Prof. Dr. Peter Schmidt spürt in seinem Vortrag jenen Katalogen nach, die Aufschluss über heute verlorene Reliquien von Heiligen geben.

Doppelseite aus dem Bamberger Heiltumsbuch in der Ausgabe des Johann Pfeil von 1509 mit zwei Holzschnitten. Links die Prozession mit dem Reliquienschrein Kaiser Heinrichs II. Bamberg, 1509 | SBB, HV.Rar.101, Bl. 1v-2r

Doppelseite aus dem Bamberger Heiltumsbuch in der Ausgabe des Johann Pfeil von 1509 mit zwei Holzschnitten. Links die Prozession mit dem Reliquienschrein Kaiser Heinrichs II. Bamberg, 1509 | SBB, HV.Rar.101, Bl. 1v-2r

Nicht viel ist geblieben von den Schätzen, die man im Mittelalter und bis in die frühe Neuzeit als den kostbarsten Besitz des Doms und der anderen Bamberger Kirchen ansah: Die umfangreichen Sammlungen von Reliquien der Heiligen.
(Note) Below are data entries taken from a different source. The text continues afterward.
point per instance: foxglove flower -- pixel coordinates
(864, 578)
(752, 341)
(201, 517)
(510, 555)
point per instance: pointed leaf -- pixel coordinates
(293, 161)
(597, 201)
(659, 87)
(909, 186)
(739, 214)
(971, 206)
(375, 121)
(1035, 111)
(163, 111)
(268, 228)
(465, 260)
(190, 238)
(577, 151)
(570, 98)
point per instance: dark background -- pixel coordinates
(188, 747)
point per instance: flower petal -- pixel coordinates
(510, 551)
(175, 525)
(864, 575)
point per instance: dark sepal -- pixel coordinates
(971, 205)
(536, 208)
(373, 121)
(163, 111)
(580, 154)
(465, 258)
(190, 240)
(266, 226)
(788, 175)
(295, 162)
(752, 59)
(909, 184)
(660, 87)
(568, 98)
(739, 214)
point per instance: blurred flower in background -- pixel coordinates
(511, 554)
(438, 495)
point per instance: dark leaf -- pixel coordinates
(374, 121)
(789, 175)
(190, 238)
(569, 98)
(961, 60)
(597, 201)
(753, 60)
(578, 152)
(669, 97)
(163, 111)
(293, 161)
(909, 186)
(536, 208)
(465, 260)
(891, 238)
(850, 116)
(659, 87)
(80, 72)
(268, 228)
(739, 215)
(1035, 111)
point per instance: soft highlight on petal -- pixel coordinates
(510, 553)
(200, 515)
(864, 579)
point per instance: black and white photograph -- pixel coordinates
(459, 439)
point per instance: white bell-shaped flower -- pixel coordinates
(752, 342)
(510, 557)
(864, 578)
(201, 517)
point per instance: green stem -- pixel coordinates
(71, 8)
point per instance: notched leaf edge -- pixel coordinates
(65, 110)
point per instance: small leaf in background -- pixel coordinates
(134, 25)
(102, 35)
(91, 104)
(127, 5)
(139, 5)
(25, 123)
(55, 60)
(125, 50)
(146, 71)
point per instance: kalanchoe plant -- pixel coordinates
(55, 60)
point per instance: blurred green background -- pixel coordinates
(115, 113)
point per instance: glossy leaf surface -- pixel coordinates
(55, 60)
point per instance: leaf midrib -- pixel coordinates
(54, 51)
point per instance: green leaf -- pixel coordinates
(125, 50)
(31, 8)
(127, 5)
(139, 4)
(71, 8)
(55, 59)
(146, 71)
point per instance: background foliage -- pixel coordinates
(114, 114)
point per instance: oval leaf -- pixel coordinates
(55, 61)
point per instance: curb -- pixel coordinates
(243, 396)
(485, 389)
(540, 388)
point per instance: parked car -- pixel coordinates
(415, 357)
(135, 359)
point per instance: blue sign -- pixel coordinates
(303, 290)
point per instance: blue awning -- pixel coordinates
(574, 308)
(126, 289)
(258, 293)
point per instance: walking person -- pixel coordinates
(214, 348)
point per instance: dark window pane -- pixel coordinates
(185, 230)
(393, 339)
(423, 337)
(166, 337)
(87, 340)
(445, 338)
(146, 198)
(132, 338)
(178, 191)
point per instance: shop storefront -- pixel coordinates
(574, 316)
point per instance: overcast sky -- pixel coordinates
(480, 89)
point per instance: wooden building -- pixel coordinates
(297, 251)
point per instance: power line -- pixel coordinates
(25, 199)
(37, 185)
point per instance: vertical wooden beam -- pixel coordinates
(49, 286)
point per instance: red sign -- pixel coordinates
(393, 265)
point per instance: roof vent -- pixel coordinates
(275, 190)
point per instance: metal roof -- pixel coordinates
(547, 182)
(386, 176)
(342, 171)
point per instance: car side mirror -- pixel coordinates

Seit dem späten Mittelalter wurden sie in teils prächtigen Reliquiaren mehrmals öffentlich zusammen ausgestellt, was große Menschenmengen anzog. Mit der Säkularisation wurden diese immateriellen wie materiellen Schätze zu einem großen Teil zerstreut oder vernichtet.

Einzigartige Zeugnisse dieser vergangenen Pracht und Kultpraxis sind die sogenannten Heiltumsbücher – bebilderte Kataloge dieser Schätze –, die zwischen 1493 und 1509 produziert wurden. Bedeutend sind sie aber nicht nur als Dokumente eines verlorenen Teils der religiösen Kultur Bambergs, sondern in ihrer Gesamtheit als Medienphänomen und in ihrer Individualität als herausragende Zeugnisse der Buchkultur in den Jahrzehnten um 1500.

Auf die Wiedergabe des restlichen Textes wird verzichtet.